A definition of natural foods will prove to be as contentious as it has ever been, mainly over the issue of how much manipulation of a raw botanical or animal substance can be undertaken before the substance nor longer qualifies for a “natural” designation. The old stand-by definition of accepting any change that could occur in a homemaker’s kitchen or turning an acid into an ester or forming a salt may go by the wayside. Hopefully, cooler heads will prevail and allow simple interventions, for example, if it can be shown that a change only stabilizes the extract or performs some other preservation function, this minimal effect should be acceptable, as opposed to creation of a third substance without the properties of the natural reactants. Thornier questions will persist, such as the natural credentials of the production of vanilla (vanillin) from wood lignin or via genetically modified organisms (one researcher was even able to produce vanilla from cow dung) – at first, you might think this is a chemical or fermentation process, not a natural process, until you learn that vanilla is produced in vanilla beans through a fermentation process of the vanilla bean itself.
Last on the list, and potentially of a more “Gordian Knot” quality for FDA, will be emerging questions concerning the distinction between food ingredients that have historically been considered “safe”, but now deemed to be “unhealthy”. The safe, but unhealthy, category is best exemplified by industrially-produced partially hydrogenated oils (PHOs).

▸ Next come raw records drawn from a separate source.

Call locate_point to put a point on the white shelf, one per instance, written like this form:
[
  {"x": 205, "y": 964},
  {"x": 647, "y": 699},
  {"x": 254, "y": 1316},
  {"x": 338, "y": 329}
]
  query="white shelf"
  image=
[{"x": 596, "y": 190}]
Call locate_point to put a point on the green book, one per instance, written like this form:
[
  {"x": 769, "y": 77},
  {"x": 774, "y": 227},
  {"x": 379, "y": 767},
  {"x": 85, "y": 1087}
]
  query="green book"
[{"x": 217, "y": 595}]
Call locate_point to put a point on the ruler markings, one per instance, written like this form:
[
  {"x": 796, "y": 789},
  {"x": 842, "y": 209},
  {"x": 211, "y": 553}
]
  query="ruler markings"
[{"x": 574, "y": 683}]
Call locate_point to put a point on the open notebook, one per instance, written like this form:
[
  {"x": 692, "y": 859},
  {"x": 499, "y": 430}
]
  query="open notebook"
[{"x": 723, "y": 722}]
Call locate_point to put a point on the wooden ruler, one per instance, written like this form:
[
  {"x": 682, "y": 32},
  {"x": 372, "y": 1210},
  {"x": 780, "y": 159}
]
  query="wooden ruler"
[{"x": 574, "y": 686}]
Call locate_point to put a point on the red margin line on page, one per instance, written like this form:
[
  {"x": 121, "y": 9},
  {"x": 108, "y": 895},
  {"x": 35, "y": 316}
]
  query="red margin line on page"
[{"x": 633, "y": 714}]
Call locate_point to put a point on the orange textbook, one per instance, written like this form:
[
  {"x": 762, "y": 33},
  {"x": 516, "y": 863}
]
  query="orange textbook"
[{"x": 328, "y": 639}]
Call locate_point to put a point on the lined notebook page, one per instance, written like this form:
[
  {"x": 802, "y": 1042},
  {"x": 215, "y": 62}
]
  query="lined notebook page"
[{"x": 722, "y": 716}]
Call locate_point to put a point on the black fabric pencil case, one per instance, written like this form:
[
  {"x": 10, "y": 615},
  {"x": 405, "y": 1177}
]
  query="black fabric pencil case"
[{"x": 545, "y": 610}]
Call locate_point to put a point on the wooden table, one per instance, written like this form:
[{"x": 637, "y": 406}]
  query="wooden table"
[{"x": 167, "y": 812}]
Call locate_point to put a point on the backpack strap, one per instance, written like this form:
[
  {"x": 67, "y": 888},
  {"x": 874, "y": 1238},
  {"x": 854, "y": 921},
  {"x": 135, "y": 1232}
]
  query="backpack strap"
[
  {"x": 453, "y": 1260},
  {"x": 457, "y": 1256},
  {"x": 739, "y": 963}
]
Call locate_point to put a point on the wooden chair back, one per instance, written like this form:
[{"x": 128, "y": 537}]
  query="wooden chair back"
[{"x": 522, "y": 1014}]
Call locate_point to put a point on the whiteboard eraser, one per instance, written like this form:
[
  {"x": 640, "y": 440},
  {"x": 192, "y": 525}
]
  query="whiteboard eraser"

PHO, as margarine, was once considered a healthy substitute for butter, but PHO has undergone a role reversal and is now regarded as unhealthy, although the basis for this conclusion may be on flabby, unstable ground. Now that FDA has opened the door to condemnation of these “unhealthy” ingredients, what now happens with ingredients such as sodium and sugar? The decision that some ingredients are unhealthy is a risk management decision as opposed to food safety – there may soon be a lawsuit questioning FDA’s role in risk management.
Other items of interest could include medical foods, claim substantiation and the future of animal feed ingredients, but the above list will provide plenty of thought, condemnation and gnashing of teeth in the next year. Buckle up, 2016 will be an exciting ride.